When the Eastman School of Music opened its doors in 1921, it housed the largest and most lavish organ collection in the nation, befitting the interests of its founder, George Eastman. Mr. Eastman provided the School with opulent facilities and stellar faculty, creating an expansive vision for organ art and education in the 20th century. Over the years, the Eastman School has built on this vision by offering one of the most distinguished organ programs in the world. In keeping with this tradition of excellence, the Eastman School of Music has embarked on a long-range plan, the Eastman Rochester Organ Initiative (EROI), that will extend George Eastman’s vision into the 21st century.
With the aim of making Rochester a global center for organ performance, research, building, and preservation, the Eastman Rochester Organ Initiative of the Eastman School of Music is assembling a collection of new and historic organs unparalleled in North America. An incomparable teaching resource, this collection offers access to organs of diverse styles and traditions to talented young musicians from around the world. Tourists, scholars, and music lovers are drawn to Rochester to hear the varied sounds of these extraordinary instruments.

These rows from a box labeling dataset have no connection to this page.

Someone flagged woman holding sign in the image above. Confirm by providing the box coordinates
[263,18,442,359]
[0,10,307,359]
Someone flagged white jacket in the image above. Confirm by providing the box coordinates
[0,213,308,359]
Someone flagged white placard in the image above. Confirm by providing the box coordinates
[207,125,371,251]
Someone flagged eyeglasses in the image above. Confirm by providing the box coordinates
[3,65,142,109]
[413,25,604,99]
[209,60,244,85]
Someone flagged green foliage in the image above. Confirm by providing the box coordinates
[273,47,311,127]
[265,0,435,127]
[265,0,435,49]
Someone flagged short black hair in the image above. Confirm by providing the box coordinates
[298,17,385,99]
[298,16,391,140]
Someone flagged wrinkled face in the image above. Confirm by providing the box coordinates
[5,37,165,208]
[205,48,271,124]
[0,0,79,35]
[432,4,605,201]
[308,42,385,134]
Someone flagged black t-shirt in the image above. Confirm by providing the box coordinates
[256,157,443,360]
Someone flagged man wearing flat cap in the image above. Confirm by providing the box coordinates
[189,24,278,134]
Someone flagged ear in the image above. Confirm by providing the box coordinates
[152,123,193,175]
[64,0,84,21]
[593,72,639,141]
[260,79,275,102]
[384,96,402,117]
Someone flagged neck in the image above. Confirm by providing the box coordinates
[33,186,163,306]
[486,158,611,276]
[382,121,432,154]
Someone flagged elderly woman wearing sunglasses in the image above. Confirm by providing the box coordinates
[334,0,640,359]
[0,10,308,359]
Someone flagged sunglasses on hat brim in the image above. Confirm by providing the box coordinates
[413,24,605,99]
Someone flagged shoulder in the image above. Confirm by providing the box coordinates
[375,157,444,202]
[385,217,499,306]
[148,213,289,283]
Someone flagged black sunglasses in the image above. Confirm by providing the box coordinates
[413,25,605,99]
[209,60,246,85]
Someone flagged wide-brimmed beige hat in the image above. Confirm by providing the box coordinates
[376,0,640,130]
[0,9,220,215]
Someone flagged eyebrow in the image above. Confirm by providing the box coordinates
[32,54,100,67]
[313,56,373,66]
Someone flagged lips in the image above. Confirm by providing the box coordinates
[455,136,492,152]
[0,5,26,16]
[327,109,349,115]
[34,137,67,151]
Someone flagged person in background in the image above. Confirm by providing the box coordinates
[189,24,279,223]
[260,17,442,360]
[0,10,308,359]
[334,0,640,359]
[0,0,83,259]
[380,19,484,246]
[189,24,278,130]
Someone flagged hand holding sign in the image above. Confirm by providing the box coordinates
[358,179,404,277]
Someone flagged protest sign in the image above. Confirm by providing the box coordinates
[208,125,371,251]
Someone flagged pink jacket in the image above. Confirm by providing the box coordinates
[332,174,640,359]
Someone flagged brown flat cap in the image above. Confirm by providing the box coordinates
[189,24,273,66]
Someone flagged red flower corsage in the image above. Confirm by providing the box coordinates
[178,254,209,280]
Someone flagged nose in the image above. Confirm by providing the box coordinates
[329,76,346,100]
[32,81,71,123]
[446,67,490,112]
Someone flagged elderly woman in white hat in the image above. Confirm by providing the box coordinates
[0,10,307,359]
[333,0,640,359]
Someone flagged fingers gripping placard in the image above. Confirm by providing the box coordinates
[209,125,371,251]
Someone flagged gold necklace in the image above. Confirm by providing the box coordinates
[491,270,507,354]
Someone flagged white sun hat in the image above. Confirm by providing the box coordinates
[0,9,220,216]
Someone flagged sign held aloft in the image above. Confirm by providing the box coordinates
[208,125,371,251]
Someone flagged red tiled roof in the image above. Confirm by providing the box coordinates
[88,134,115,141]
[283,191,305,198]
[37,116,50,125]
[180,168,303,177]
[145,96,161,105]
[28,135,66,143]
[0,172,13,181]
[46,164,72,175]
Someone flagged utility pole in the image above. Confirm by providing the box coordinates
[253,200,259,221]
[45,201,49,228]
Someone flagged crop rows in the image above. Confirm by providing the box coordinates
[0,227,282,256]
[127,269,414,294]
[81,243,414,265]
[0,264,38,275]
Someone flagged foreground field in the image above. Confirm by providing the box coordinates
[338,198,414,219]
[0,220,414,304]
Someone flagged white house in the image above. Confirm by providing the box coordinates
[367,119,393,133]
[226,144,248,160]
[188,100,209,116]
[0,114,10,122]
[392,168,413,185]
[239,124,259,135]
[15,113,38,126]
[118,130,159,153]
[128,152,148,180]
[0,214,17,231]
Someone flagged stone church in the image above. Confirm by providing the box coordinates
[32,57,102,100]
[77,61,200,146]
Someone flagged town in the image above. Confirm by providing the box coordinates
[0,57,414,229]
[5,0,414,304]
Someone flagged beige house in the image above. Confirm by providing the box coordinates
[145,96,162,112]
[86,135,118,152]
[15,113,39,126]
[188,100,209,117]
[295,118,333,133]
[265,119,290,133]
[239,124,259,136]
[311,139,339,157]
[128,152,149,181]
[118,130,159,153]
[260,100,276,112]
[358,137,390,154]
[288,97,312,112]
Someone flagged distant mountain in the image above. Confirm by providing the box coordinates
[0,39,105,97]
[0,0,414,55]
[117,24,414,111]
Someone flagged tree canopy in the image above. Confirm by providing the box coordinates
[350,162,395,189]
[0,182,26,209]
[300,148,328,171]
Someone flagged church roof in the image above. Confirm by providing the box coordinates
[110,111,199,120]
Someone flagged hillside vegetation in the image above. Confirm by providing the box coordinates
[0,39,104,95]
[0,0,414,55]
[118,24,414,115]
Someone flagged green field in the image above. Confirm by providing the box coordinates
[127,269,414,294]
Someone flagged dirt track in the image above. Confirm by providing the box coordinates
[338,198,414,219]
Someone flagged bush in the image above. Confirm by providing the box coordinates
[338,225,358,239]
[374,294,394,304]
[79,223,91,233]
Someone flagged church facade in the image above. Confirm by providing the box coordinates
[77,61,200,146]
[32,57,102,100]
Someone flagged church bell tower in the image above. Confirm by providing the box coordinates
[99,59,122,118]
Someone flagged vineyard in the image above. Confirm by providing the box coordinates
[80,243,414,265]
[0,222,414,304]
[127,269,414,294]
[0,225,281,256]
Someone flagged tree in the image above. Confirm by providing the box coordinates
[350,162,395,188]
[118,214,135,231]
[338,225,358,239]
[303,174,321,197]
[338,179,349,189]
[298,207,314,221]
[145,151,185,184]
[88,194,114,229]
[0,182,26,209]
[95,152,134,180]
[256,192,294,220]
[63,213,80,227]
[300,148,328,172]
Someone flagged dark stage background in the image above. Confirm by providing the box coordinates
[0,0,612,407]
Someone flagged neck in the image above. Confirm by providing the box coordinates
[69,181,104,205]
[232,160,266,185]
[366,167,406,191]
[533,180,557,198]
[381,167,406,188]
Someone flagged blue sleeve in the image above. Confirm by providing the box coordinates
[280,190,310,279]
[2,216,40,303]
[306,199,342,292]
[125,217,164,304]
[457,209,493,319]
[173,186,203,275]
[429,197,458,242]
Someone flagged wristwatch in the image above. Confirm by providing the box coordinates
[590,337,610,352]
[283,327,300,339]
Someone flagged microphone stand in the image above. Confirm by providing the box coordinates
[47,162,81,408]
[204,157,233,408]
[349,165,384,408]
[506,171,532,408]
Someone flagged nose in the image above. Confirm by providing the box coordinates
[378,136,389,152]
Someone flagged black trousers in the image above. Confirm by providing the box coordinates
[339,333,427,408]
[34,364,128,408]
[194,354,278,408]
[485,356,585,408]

In its short twelve year history, EROI has completed an initial phase which has included the placement of four magnificent instruments in downtown Rochester. An historic Italian Baroque organ was installed in the University of Rochester’s Memorial Art Gallery in 2005. The Craighead-Saunders organ, closely modeled after a Lithuanian organ built by Casparini in 1776, was constructed and installed in Christ Church in 2008, in cooperation with the Episcopal Diocese of Rochester. Eastman also owns two vintage 19th century American instruments, an 1898 Hook and Hastings Organ housed in St. Mary’s Church, and an 1893 Hook and Hastings Organ restored and installed in the choir chamber of Christ Church in the summer of 2012. The EROI Project continues to work towards expanding the collection of high-quality organs in the Rochester area. The next phase of the project includes the construction of a new French Symphonic Organ modeled on Aristide Cavaillé-Coll’s late 19th century instruments, renovation of the historic E.M. Skinner organ housed in the Eastman School’s Kilbourn Hall, and the restoration and replacement of the School’s fourteen practice organs.
A central component of the EROI Project is outreach and education. Even-numbered year in autumn, EROI presents the EROI Festival, an international academic conference that features the collection of instruments in Rochester. The event has grown from humble beginnings into one of the premier organ conferences in the world. In addition, EROI sponsors Eastman student community concerts at local churches throughout the academic year.